Title IX also spelled the end of schools like Immaculata as national powers. In 1977 Cathy Rush retired with a career record of 149–15; in 1978 UCLA won the national championship, ushering in the era of big-school dominance. The nuns gave in. “We do not want an image of a sports college,”21 President Sister Marie Antoine said. Knowing it could not compete with bigger, richer universities, Immaculata wisely decided not to try. Today, the school competes in Division III. But the Macs are not forgotten. In 2008 Cathy Rush was elected to the Naismith Basketball Hall of Fame, and Immaculata, as a team, joined her in 2014.

How good were the Mighty Macs? Well, they would certainly be creamed by any Division I program. Compared to today’s top teams, the Macs’ perimeter shooting was not as precise; their play was slower and less sophisticated. But forget the temptation to patronize these working-class Catholic girls in the funny tunics: the Macs were good. One player at the 1972 tournament recalled seeing the Macs for the first time and marveling at the skills of these “fast, sharp-eyed, hard-elbowed easterners.” That was Pat Summitt, who would go on to lead Tennessee’s women to eight national championships (see 1995/2009 entry).

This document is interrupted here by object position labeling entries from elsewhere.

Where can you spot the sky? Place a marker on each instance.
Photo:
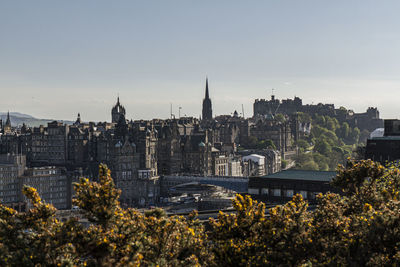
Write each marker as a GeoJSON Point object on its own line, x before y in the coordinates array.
{"type": "Point", "coordinates": [58, 58]}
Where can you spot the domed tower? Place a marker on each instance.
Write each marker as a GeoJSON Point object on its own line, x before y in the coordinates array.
{"type": "Point", "coordinates": [207, 108]}
{"type": "Point", "coordinates": [117, 111]}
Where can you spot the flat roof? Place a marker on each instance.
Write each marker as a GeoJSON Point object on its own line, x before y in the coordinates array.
{"type": "Point", "coordinates": [385, 138]}
{"type": "Point", "coordinates": [324, 176]}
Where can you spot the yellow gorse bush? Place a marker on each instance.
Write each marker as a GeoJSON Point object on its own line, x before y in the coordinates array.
{"type": "Point", "coordinates": [360, 228]}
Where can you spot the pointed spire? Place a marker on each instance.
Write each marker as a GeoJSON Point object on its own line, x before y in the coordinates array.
{"type": "Point", "coordinates": [8, 121]}
{"type": "Point", "coordinates": [207, 94]}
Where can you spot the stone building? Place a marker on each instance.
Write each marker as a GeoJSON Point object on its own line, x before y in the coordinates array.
{"type": "Point", "coordinates": [207, 107]}
{"type": "Point", "coordinates": [117, 111]}
{"type": "Point", "coordinates": [386, 148]}
{"type": "Point", "coordinates": [52, 184]}
{"type": "Point", "coordinates": [11, 168]}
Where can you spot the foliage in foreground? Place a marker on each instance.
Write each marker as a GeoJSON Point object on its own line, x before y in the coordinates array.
{"type": "Point", "coordinates": [360, 228]}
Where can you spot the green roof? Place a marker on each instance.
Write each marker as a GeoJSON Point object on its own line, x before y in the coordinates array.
{"type": "Point", "coordinates": [386, 138]}
{"type": "Point", "coordinates": [323, 176]}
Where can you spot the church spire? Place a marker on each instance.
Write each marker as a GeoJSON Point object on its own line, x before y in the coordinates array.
{"type": "Point", "coordinates": [207, 94]}
{"type": "Point", "coordinates": [207, 107]}
{"type": "Point", "coordinates": [8, 121]}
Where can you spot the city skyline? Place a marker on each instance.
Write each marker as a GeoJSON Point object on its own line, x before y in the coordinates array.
{"type": "Point", "coordinates": [58, 59]}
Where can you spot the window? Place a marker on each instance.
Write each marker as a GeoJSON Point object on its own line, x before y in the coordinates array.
{"type": "Point", "coordinates": [254, 191]}
{"type": "Point", "coordinates": [276, 192]}
{"type": "Point", "coordinates": [265, 191]}
{"type": "Point", "coordinates": [289, 193]}
{"type": "Point", "coordinates": [303, 193]}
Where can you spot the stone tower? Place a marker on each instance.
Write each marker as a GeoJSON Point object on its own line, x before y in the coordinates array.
{"type": "Point", "coordinates": [7, 126]}
{"type": "Point", "coordinates": [207, 108]}
{"type": "Point", "coordinates": [117, 111]}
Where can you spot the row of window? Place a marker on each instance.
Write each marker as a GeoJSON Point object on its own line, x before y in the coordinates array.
{"type": "Point", "coordinates": [278, 192]}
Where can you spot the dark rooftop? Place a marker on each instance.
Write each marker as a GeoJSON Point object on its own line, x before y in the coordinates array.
{"type": "Point", "coordinates": [325, 176]}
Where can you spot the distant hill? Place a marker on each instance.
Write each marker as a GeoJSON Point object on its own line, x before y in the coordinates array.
{"type": "Point", "coordinates": [17, 119]}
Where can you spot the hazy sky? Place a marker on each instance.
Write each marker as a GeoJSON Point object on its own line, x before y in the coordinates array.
{"type": "Point", "coordinates": [58, 58]}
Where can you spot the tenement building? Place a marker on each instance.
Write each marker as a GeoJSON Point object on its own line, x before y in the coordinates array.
{"type": "Point", "coordinates": [385, 148]}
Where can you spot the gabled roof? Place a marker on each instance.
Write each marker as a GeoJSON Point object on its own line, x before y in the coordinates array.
{"type": "Point", "coordinates": [322, 176]}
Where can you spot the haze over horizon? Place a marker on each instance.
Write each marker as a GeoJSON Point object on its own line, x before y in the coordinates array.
{"type": "Point", "coordinates": [60, 58]}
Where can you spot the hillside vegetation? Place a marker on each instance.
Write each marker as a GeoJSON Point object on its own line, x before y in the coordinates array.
{"type": "Point", "coordinates": [329, 143]}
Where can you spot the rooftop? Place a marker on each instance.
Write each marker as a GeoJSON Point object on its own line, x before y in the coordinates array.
{"type": "Point", "coordinates": [325, 176]}
{"type": "Point", "coordinates": [386, 138]}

A number of Macs stayed with the sport after graduation and helped it grow. Marianne Crawford Stanley coached Old Dominion to three national titles and also coached at the University of Southern California, the University of California/Berkeley, and in the Women’s National Basketball Association. Rene Muth Portland coached Penn State for 27 years. Teresa Shank Grentz, once described by Sports Illustrated as the “Bill Walton of the East,” coached the US national team to a bronze medal in the 1992 Olympics. One of her players was Muffet McGraw, now the women’s coach at Notre Dame. Tina Krah directs the women’s national championship tournament for the NCAA.

In her Hall of Fame induction speech, Cathy Rush recalled that she told her mother of her Immaculata teams, “These girls start with a prayer, and then play like hell.”22 The nuns would have approved.